The potential counteracting effects of CBD were investigated, and another subset of rats was used. Specifically, rats were injected with KET (30 mg/kg, i.p.) or saline in their home cages once daily for 10 days followed by a washout period (2 days). Next, they were injected with CBD (10 mg/kg, i.p.) or vehicle, once daily for 5 days. Three days after the last CBD injection, the rats were introduced to the open-field apparatus and their motor activity was recorded for 1 hour.

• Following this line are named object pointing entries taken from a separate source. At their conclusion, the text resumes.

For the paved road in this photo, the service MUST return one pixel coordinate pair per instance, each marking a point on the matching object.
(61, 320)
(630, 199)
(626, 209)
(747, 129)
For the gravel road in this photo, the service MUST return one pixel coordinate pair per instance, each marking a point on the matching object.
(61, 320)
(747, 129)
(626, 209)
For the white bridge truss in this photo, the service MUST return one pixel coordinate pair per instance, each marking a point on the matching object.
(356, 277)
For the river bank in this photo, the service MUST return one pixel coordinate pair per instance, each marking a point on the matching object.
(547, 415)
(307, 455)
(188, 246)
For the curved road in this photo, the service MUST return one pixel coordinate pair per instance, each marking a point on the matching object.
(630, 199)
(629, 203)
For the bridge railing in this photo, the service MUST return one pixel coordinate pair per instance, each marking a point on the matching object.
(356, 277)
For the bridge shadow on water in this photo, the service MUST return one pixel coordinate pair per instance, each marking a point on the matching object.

Each treatment group was consisted of 10–14 rats. In particular, SAL/VEH: 14 rats, KETx7: 14 rats, KETx10: 11 rats (1 missing value), SAL/CBD: 12 rats, KET/CBD: 10 rats (2 missing values). The selected dose of KET (30 mg/kg) was based on our pilot experiments and previous studies which have shown that this dose is the appropriate for KET-induced schizophrenia-like model (Becker et al., 2003; Becker et al., 2009; Nikiforuk and Popik 2012; Kozela et al., 2020). CBD dose was selected based on our acute studies (Brakatselos et al., 2021), and our preliminary data which are in line with a recent study where CBD counteracted repeated KET (30 mg/kg)-induced effects on cognitive functions and transcriptomic alterations (Kozela et al., 2020). Moreover, the duration of the wash-out periods was chosen based on the aforementioned studies, and reports regarding KET (Zanos et al., 2018) and CBD (Hložek et al., 2017) pharmacokinetic properties.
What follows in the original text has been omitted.